There is a need to be seen in every human being.

I am not speaking of the need to be seen and agreed with. That is vanity, perhaps, but it is also deeply human. We all know the comfort of having our beliefs reflected back to us.

I am speaking of something older.

A presence that existed before someone came along and told you who you were. Before they divided your experience into what belonged and what did not. Before they taught you which parts of yourself were acceptable, lovable, worthy, and which parts should be hidden away.

A separation occurred. Not through choice, but through conditioning. Piece by piece, the original wholeness was carved into identities, preferences, fears, ambitions, and stories. Useful perhaps, but incomplete.

Yet beneath all of it, something remains untouched.

The great beings of history seemed to understand this. Jesus Christ, and many others across traditions, embodied a presence that was difficult to explain and impossible to ignore. Not because they possessed something others lacked, but because they appeared to have surrendered what obscured it.

They no longer seemed to be operating solely from the small self—the collection of thoughts, desires, fears, and defenses that most of us mistake for who we are. They had yielded to something larger, a higher intelligence, a deeper authority known by many names.

One life moving through many forms.

One intelligence appearing as countless expressions.

And you are not separate from it.

You do not need to become it. You already are it.

The reminder is simply this: before you were picked apart, you were whole.

Whole before achievement.

Whole before validation.

Whole before power.

Whole before anyone told you what you needed to be.

There is something extraordinary about a person who has remembered this.

When you meet them, you feel it.

You may not have words for it. In fact, words often fail completely. You simply leave the encounter knowing something was different.

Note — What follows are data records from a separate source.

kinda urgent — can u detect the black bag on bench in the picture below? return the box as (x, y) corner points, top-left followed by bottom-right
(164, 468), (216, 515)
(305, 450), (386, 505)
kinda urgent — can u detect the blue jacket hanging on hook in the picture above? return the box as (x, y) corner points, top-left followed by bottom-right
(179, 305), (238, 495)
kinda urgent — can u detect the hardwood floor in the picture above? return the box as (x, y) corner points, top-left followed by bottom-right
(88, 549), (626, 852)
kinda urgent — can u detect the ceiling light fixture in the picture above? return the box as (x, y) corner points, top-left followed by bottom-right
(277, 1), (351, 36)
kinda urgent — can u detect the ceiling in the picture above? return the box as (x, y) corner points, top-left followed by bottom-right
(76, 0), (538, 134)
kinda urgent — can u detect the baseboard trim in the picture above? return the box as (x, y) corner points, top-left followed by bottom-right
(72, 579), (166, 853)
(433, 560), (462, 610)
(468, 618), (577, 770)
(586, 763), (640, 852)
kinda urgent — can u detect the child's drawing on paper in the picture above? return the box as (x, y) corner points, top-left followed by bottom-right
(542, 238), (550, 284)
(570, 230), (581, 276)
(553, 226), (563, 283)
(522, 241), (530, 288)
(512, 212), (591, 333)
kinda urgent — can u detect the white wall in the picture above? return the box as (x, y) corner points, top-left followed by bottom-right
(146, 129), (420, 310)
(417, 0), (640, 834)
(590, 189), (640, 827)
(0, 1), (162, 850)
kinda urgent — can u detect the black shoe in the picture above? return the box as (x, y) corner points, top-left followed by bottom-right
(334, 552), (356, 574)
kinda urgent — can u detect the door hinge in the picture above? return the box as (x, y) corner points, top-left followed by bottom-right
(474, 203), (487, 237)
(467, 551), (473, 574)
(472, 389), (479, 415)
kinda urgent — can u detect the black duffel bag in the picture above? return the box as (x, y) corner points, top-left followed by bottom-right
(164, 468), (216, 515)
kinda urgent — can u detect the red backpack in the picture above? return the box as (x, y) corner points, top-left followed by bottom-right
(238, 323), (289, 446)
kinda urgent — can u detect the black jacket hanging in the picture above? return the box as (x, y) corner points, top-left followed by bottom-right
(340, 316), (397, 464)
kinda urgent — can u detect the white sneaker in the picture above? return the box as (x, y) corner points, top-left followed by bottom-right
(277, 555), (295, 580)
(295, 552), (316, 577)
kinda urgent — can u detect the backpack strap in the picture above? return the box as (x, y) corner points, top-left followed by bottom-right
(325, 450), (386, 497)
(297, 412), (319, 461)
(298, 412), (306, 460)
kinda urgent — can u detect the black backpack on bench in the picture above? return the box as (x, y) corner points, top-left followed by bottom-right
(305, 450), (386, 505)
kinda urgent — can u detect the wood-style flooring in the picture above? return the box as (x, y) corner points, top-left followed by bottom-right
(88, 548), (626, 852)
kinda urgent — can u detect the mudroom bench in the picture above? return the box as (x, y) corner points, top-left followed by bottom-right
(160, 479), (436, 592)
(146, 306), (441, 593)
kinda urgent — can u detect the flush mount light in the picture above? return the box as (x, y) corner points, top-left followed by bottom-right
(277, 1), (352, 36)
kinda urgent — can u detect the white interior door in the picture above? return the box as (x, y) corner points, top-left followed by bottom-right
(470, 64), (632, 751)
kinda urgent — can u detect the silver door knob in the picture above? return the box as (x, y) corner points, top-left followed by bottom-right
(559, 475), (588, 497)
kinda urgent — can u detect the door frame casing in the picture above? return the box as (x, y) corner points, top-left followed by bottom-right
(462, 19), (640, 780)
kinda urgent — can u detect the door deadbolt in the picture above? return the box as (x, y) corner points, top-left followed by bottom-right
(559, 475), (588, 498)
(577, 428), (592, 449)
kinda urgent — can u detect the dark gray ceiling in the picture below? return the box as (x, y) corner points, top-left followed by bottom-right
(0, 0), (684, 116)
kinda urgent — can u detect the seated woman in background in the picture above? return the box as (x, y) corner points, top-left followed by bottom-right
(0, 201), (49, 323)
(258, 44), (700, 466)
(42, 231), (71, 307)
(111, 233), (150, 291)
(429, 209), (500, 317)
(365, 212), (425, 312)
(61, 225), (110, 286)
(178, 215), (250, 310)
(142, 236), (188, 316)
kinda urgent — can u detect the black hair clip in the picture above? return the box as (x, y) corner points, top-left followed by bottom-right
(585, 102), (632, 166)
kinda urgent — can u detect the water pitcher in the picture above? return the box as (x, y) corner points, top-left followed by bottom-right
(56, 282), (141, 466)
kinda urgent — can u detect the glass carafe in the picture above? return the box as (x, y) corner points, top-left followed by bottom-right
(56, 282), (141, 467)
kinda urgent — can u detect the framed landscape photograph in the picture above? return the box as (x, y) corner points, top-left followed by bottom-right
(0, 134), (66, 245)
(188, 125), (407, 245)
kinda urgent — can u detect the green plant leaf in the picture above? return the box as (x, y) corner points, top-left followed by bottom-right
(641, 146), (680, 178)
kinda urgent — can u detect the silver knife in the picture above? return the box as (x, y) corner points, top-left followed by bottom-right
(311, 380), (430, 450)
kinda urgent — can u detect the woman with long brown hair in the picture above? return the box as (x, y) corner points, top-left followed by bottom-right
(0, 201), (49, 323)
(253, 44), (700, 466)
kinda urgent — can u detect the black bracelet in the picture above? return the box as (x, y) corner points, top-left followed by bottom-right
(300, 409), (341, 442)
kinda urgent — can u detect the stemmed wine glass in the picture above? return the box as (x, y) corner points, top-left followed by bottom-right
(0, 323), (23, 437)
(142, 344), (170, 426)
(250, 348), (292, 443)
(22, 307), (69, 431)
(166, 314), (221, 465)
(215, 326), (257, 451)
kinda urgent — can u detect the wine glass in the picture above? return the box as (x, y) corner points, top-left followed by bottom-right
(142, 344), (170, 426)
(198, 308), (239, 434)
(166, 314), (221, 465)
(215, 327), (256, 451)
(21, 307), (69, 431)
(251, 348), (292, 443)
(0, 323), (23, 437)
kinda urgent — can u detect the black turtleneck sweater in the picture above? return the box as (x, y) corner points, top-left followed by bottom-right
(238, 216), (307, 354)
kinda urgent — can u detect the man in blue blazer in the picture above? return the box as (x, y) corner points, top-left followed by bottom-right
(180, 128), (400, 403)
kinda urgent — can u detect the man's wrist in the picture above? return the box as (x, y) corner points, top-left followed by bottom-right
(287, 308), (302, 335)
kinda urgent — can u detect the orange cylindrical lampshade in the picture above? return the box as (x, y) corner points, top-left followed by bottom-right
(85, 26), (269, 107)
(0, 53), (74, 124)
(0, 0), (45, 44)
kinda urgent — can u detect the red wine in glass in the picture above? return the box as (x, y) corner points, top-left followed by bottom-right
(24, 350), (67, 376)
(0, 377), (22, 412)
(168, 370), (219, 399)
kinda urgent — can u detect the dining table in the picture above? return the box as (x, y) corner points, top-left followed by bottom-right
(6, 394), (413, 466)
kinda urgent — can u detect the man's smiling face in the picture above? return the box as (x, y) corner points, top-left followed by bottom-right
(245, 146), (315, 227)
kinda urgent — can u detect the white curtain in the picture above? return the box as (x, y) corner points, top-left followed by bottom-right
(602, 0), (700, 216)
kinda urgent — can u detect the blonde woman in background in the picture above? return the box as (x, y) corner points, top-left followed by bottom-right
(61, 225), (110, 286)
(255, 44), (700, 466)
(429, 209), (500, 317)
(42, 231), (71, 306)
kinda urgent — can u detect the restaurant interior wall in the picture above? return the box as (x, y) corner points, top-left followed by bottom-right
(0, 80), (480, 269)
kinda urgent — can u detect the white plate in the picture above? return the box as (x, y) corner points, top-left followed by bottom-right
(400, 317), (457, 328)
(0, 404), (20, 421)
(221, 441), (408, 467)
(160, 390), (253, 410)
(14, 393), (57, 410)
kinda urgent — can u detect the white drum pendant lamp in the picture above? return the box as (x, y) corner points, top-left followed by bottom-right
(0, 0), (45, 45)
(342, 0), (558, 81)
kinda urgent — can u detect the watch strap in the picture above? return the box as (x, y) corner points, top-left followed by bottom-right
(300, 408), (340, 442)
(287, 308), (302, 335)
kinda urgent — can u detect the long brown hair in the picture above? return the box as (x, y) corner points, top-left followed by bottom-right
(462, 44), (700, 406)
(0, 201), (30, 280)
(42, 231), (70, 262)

Perhaps because they did not meet you through a script.

Perhaps because they were not relating to your identity, your status, your success, or your failures.

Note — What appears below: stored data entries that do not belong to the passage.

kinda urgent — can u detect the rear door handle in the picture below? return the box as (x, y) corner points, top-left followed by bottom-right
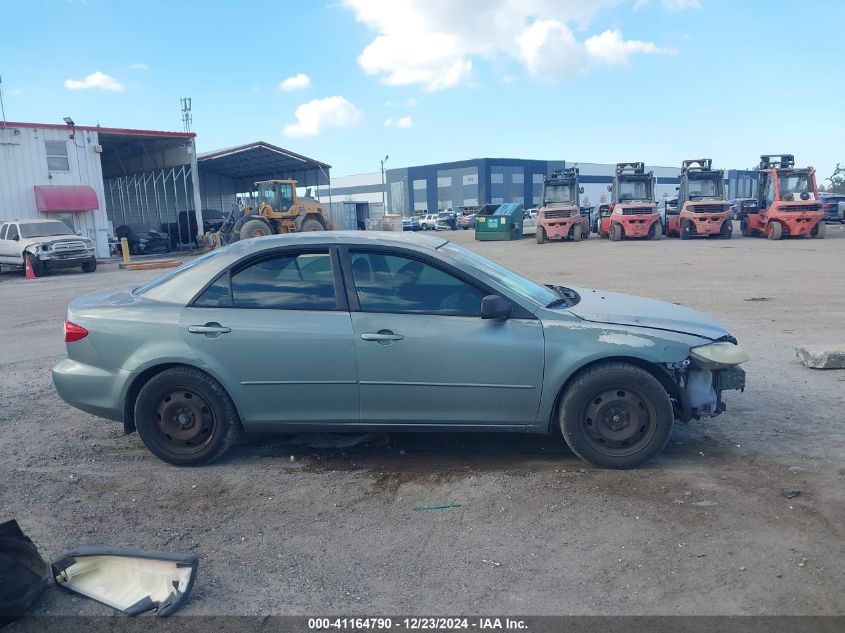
(361, 332), (404, 342)
(189, 323), (231, 335)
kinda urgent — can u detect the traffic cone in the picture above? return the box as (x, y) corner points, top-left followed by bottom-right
(24, 256), (36, 280)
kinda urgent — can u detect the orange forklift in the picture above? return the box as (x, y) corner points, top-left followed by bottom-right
(599, 162), (661, 241)
(665, 159), (732, 239)
(740, 155), (825, 240)
(535, 168), (589, 244)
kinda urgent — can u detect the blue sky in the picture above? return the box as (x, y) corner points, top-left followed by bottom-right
(1, 0), (842, 182)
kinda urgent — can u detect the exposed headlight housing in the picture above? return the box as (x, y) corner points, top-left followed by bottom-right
(690, 342), (750, 369)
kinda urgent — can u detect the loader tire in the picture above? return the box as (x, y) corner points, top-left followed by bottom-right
(811, 221), (826, 239)
(238, 218), (274, 241)
(300, 218), (325, 232)
(767, 222), (782, 240)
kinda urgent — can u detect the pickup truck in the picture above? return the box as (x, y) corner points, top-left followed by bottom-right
(0, 219), (97, 276)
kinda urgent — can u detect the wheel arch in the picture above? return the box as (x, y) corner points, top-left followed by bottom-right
(121, 361), (240, 435)
(546, 355), (682, 433)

Perhaps because, for a brief moment, they met the place in you that existed before all of those things.

And in their presence, something in you remembered itself.

That is why such encounters can change a person forever.

Not because someone convinced you of something.

Not because they gave you new beliefs and demanded you to take on theirs.

But because the thought of who you were momentarily fell away.

The endless narration stopped.

The walls softened.

And what remained was not a better version of you.

It was simply what had always been there before the division began.